К огорчению собравшихся, я ушел не покаявшись.
Тогда мне казалось, что все произошедшее - недоразумение, результат недопонимания, поспешности в суждениях и горячности моих друзей-демократов.
Не знаю уж почему, но этот инцидент не имел никаких организационных и политических последствий. Я все еще оставался демократом, причем одним из самых радикальных, дружил с Салье и Пономаревым, и даже участвовал вместе с ними в создании Демократической партии России.

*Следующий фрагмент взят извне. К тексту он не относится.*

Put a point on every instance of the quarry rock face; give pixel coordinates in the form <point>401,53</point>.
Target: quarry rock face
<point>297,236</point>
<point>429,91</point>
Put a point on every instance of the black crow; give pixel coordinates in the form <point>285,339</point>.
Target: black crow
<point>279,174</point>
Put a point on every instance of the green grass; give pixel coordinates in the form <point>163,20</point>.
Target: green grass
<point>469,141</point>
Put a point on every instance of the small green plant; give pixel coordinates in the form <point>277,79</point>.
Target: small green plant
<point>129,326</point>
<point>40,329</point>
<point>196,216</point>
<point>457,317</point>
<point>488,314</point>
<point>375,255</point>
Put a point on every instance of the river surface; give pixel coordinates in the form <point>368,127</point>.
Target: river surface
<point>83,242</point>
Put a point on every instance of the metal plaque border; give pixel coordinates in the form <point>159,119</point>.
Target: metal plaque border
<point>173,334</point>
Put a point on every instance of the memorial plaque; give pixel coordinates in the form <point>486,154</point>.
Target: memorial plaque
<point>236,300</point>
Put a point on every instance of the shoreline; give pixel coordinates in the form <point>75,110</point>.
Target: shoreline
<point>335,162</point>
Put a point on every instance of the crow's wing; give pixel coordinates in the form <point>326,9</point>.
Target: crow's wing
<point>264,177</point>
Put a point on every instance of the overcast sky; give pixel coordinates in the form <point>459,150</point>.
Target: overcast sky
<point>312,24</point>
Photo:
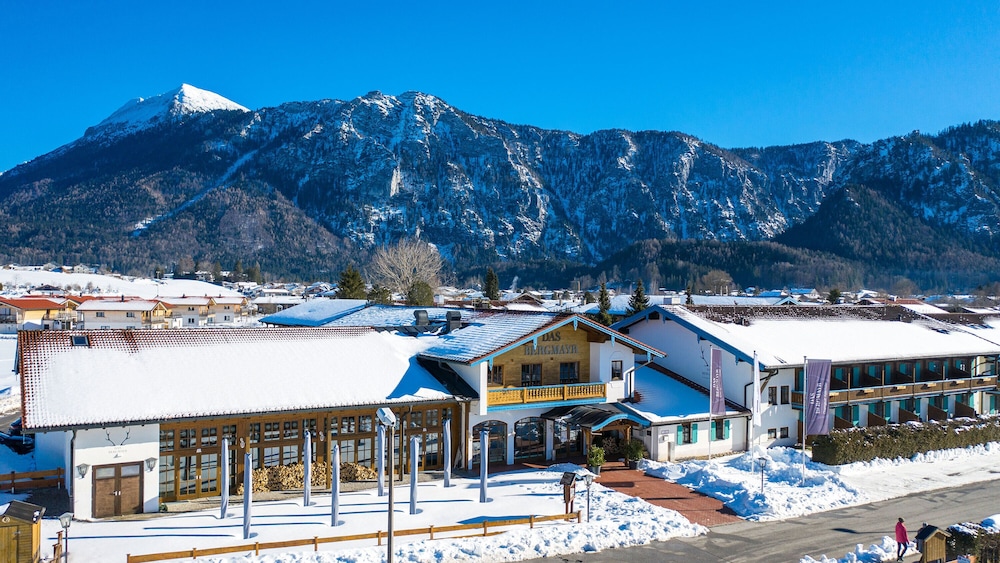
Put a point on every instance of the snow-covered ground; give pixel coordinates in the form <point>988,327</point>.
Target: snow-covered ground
<point>617,520</point>
<point>10,393</point>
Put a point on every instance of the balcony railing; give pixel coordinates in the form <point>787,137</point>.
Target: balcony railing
<point>546,394</point>
<point>900,390</point>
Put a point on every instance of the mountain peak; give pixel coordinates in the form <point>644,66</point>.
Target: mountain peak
<point>141,113</point>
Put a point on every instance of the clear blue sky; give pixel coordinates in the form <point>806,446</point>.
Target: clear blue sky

На эту партию мы возлагали много надежд. "Демократическая Россия" была слишком расплывчата: и по своим программным целям и по настроению состоящих в ней людей. Хотелось создать действительно демократическую организацию, свободную как от бюрократических напластований, так и от националистических перегибов. Этакую квинтэссенцию демократического движения.
Первой загорелась Салье. Это было еще накануне Съезда, она пришла ко мне в номер с горящими глазами и клочком бумаги в руках:
- Илья, это манифест новой партии - "Демократической партии России". Он перевернет страну!
На следующий день была встреча с Львом Пономаревым и Николаем Травкиным, еще через день подключился Гарри Каспаров - шахматный гений, искренне убежденный, что раз уж он стал чемпионом мира, то все хитросплетения большой политики для него не сложнее индийской защиты.
Слепили оргкомитет. Возглавил его Николай Травкин, как самый статусный политик из всех участников.
В конце мая состоялся учредительный съезд новой партии.
Там я получил первый урок партийного интриганства.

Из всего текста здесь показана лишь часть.